This document discusses the Port of Singapore and the strategic importance of its location to the modern traders. It also discusses the government incentives and the Advanced Information Technology that the port has been using to attract new shipping companies in the recent past. Anything beyond is not discussed for the limitation of the term paper. The port of Singapore Over the last 40 years, the world has been awestruck with the unbelievable growth of the island nation into a major transportation epicentre of global trading. In the 1970s, the Port of Singapore pioneered the first container port in the history. By 1980’s the port hit its first milestone of handling 1 million TEUs and within the next 10 years by 1990’s (Port of Singapore Annual Reports), the port was handling 5 million TEU (Twenty-foot equivalent container units)per annum.
Today, about 20 years after the big landmark, the port handles over 28 million TEUs (Port of Singapore Annual Reports) per year making it the second-largest port in the entire world after the Port of Shanghai in terms of Container traffic. The container shipments from the Port of Singapore comprise one-fifth of the world’s container shipment volume (Authority). The port also takes immense pride in shipping half of the world’s annual crude oil supply.
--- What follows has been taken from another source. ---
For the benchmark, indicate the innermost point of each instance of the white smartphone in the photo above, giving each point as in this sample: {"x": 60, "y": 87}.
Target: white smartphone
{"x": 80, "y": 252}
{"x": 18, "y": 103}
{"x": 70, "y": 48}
In terms of total cargo volume, the port handles about 500000 thousand freight tonnes per year (Authority) which makes it the second busiest port in the world after the Port of Shanghai. Today Port Singapore is connected to 123 ports of the world spreading over 123 countries and 6 continents, making it one of the most important parts of the world. Singapore: Strategic Importance of the Geographical Location The importance of the geographical location of Singapore has been largely significant since trading started between Asian, North American and the European continents. The Singapore Strait has been used heavily for trading by the Romans, Chinese, Arabs, Greeks, and the Indians since time immemorial (Gupta).
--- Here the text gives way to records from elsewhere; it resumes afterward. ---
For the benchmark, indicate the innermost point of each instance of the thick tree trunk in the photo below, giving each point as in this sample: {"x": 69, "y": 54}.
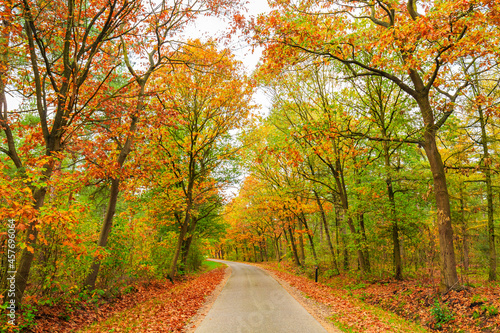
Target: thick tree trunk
{"x": 396, "y": 246}
{"x": 465, "y": 241}
{"x": 28, "y": 253}
{"x": 344, "y": 201}
{"x": 492, "y": 273}
{"x": 449, "y": 277}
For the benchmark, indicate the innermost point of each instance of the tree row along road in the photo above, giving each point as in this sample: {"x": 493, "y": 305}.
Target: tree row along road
{"x": 252, "y": 301}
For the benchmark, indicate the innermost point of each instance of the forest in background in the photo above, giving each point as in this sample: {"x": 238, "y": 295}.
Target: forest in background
{"x": 379, "y": 157}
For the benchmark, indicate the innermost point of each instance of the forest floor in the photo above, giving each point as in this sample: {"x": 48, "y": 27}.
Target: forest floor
{"x": 151, "y": 307}
{"x": 352, "y": 304}
{"x": 367, "y": 306}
After the Suez Canal opened in the mid-1800s, the Singapore Strait has become a vital linkage of trade between the powerful European nations and East Asia. The Singapore Strait is attractive to traders because it is the shortest and cheapest sea-link between the Pacific Ocean and the Indian Ocean (Gupta). With the advent of the large Japanese car manufacturing industry, the textile industry of South Asia and the heavy outsourcing of the North American manufacturing plants in the last 30 years, Asia is no longer a continent which mainly exports low-valued raw materials to be processed in the West. The flow of more expensive manufactured goods from the East to the West have proliferated in the last 30 years. (Sie) As a result, shipping and transportation costs have become even further less inelastic fostering the immense growth of the shipping industry of Singapore.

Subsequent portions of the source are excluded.